There are sites whose DOM and contents are generated dynamically when the page loads. (Angularjs-based sites are notorious for this)
What approach do you use? I tried both phantomjs and jsdom but it seems I am unable get the page to execute its javascript before I scrape.
Here's a simple jsdom example (not angularjs-based but still dynamically generated)
var env = require('jsdom').env;
exports.scrape = function(link, callback) {
  var config = {
    url: link,
    headers: { 
        'User-Agent': 'Mozilla/5.0 (Windows NT 6.1; WOW64) AppleWebKit/537.36 (KHTML, like Gecko) Chrome/27.0.1453.110 Safari/537.36'
      },
    done: jsdomDone
  };
  env(config);
}
function jsdomDone(err, window) {
  var info = null;
  if(err) {
    console.error(err);
  } else {
    var $ = require('jquery')(window);
    console.log($('.profilePic').attr('src'));
  }
}
exports.scrape('https://www.facebook.com/elcompanies');
I tried phantomjs with moderate success.
var page = new WebPage()
var fs = require('fs');
page.onLoadFinished = function() {
  console.log("page load finished");
  window.setTimeout(function() {
    page.render('export.png');
    fs.write('1.html', page.content, 'w');
    phantom.exit();
  }, 10000);
};
page.open("https://www.facebook.com/elcompanies", function() {
  page.evaluate(function() {
  });
});
Here I wait for the onLoadFinished event and even put a 10-second timer.
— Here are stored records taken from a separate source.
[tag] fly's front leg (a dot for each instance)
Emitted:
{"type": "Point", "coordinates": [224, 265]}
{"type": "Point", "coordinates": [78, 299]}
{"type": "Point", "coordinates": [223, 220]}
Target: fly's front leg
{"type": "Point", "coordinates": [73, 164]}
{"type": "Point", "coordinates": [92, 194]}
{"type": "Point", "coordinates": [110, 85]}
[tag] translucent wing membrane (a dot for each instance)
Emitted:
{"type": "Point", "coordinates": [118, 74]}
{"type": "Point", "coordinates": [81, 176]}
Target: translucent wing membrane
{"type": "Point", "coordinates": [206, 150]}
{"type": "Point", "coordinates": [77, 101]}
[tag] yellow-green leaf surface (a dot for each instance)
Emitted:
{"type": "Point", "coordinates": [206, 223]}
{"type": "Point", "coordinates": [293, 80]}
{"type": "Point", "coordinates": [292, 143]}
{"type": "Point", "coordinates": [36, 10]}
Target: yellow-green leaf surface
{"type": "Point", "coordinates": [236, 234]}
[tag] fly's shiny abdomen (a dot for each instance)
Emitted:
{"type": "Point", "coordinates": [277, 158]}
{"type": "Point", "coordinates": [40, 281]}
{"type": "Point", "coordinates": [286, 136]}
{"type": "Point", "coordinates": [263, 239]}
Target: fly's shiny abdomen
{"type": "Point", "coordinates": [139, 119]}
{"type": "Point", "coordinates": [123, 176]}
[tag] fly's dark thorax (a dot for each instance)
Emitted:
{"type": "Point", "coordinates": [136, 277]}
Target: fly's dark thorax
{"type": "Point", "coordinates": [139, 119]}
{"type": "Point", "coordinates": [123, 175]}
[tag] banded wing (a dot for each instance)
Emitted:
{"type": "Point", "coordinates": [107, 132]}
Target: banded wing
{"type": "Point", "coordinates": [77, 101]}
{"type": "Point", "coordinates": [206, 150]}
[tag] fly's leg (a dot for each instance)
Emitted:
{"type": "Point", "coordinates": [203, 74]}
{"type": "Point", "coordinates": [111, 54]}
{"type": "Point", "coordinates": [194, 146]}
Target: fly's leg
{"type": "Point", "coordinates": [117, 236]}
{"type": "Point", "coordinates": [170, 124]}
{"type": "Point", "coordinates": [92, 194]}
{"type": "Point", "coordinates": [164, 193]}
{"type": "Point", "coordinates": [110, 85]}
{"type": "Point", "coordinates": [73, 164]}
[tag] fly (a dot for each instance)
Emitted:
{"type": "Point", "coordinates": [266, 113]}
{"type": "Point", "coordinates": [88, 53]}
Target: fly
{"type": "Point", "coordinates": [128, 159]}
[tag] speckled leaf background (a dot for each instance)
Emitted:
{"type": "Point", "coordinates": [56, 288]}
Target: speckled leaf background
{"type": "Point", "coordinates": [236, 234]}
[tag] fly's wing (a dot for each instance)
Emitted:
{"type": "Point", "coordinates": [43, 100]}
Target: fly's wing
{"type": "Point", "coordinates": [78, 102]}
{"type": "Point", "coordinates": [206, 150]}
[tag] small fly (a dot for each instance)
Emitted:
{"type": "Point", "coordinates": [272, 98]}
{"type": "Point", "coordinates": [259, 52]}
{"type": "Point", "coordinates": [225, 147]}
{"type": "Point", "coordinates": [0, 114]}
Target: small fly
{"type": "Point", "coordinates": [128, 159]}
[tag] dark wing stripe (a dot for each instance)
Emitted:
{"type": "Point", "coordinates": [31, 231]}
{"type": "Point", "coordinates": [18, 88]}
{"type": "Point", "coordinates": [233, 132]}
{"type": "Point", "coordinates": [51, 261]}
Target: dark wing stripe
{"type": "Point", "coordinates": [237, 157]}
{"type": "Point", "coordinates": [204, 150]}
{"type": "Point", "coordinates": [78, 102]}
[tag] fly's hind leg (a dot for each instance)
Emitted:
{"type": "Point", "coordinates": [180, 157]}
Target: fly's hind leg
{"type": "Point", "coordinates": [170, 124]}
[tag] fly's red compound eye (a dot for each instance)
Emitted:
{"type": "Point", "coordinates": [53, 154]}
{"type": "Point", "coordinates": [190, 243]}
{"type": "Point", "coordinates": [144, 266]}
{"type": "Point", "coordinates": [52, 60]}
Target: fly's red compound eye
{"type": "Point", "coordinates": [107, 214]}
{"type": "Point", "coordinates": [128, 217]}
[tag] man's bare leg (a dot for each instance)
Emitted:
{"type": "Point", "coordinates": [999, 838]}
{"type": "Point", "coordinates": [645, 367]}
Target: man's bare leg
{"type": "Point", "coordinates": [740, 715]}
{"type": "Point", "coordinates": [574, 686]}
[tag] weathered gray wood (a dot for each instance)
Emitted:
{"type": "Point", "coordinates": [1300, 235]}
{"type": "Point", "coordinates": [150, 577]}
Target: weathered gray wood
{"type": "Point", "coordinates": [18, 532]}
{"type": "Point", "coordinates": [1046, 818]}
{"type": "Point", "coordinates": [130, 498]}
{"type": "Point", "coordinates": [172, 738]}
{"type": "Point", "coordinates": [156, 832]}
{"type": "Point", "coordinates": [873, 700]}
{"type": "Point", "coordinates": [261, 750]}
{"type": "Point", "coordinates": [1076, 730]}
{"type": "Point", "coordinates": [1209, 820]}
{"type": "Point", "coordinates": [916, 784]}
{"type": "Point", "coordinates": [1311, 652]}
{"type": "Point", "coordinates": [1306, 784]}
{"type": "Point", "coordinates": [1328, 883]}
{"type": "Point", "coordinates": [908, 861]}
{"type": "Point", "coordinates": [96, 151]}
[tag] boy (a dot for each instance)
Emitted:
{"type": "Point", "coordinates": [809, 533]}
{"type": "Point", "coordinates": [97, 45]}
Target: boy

The interesting thing is that while my export.png image capture of the page shows a fully rendered page, my 1.html doesn't show the .profilePic class element in its rightful place. It seems to be sitting in some javascript code, surrounded by some kind of "require("TimeSlice").guard(function() {bigPipe.onPageletArrive({..." block
If you can provide me a working example that scrapes the image off this page, that'd be helpful.